Мальчик положил свою тяжелую, тяжеленную тёплую руку мне на затылок. В носу стало щекотно, но я не чихнула: от настоящих хранителей мысленный блок не спасает. Я с любопытством следила за выражением лица Карла: что, интересно, он там найдет? Сине-бирюзовые глаза мальчишки, один-в-один как у меня, сначала наполнились любопытством, потом удивлением, потом откровенным шоком.
— Это что вас тут происходит опять! — охнул он и уже двумя руками схватил меня за голову, будто оторвать хотел. Мне нестерпимо захотелось икать. Уши запунцовели. Щеки заполыхали. Радужные оболочки Карла стали похожи на синюю лаву: переливались, искрились, заволакивали глаз целиком.
Наконец, хранитель отпустил мою несчастную черепушку и тотчас вскочил на ноги. Мост опасно зашатался, миндаль рассыпался по деревяшкам, и бесстрашные тропические попугаи стали прыгать вокруг нас, безмятежно клюя орешки.
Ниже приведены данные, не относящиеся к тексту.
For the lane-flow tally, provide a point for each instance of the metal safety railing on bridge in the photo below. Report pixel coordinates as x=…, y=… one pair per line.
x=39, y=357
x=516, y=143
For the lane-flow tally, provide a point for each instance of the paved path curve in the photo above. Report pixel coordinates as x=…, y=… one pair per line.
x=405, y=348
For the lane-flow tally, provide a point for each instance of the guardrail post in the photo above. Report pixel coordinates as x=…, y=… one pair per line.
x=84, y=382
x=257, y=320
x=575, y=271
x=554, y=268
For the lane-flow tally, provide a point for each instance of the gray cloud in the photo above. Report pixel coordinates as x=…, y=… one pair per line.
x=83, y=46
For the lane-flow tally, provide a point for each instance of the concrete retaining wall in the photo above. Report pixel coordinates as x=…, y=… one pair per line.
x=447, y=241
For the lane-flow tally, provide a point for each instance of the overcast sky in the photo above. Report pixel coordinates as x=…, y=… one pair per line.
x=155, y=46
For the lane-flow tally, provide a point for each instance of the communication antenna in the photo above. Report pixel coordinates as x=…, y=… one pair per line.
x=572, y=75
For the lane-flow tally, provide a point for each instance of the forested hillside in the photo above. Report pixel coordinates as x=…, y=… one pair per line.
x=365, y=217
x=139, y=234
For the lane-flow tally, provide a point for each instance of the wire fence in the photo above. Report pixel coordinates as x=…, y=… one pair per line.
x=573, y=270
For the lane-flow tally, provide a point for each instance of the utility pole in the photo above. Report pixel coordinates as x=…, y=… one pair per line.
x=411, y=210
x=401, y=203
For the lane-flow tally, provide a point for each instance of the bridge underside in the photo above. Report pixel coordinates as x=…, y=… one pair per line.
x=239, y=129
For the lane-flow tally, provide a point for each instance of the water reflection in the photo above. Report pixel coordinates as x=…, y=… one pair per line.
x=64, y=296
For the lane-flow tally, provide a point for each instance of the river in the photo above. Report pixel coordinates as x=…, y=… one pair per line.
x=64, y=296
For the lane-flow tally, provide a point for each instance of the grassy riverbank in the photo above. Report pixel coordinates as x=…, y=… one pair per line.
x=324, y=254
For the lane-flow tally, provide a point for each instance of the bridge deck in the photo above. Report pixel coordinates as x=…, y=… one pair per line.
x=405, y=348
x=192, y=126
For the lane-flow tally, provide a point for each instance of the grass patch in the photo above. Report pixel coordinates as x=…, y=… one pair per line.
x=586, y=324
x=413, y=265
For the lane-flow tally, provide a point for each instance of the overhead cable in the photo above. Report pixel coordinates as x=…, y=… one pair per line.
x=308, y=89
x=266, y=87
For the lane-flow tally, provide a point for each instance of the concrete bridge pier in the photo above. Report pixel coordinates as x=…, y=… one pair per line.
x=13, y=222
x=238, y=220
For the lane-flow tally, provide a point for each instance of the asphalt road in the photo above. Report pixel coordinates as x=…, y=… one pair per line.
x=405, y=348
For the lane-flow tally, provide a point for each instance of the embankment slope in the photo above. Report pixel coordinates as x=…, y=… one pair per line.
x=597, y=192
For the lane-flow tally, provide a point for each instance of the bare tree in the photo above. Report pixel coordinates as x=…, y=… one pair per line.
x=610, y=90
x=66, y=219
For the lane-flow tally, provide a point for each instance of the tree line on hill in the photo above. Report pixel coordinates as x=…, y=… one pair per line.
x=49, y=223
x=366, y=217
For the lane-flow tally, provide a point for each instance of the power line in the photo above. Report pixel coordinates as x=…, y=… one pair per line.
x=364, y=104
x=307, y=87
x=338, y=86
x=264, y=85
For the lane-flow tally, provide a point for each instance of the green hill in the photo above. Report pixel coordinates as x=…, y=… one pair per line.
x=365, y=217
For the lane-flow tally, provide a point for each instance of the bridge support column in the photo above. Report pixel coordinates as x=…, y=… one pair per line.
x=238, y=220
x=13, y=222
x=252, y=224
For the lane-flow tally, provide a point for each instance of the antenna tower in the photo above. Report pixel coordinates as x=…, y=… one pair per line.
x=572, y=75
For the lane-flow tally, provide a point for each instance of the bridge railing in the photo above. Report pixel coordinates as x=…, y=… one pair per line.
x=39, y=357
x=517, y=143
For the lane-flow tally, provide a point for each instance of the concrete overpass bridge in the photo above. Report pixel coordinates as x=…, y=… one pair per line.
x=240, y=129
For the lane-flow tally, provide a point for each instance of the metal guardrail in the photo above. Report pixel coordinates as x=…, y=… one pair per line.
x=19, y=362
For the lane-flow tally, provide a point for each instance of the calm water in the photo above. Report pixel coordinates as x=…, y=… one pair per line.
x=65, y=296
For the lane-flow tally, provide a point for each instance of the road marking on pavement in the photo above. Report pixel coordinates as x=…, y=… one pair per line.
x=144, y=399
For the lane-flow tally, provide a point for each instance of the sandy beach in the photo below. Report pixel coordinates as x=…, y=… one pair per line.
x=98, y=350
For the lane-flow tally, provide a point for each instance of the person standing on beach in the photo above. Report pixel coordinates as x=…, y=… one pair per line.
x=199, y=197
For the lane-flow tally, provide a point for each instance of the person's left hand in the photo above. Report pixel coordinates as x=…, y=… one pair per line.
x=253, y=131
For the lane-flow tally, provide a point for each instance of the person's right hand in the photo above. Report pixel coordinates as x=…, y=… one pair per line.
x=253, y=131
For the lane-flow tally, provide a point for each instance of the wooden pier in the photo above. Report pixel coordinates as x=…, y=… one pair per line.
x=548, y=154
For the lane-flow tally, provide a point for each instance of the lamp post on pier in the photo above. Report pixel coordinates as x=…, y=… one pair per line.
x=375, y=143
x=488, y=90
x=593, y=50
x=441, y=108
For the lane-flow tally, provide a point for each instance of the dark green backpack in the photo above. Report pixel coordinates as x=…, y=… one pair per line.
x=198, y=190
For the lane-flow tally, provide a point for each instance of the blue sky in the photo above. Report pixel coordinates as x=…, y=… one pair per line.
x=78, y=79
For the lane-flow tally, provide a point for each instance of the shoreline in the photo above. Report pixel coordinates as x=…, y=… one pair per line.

Я взволнованно спросила Карла:
— Это тебя наша новая богиня так смутила?
Мальчик закивал:
— Определенно. И тот скромный факт, что у вас уже весна.
— А у вас? — напряглась я.
— У нас, а вернее, в Пустошах Хаоса, прошло всего три дня, Тинави. Это были плохие, длинные, тяжелые дни — но я не ожидал, что пропорция времени по отношению к Шолоху окажется столь чудовищной. И поэтому так удивился твоей «скучабельности», — мальчик тяжело вздохнул и раздосадовано шлёпнул себя по колену: — Ну дела! Это определенно партия Рэндома. Но я не могу оценить степень его безумия — увы, я не телепат, а ситуацию вижу только с твоей стороны… — Карл задумался и оборвал фразу на полуслове.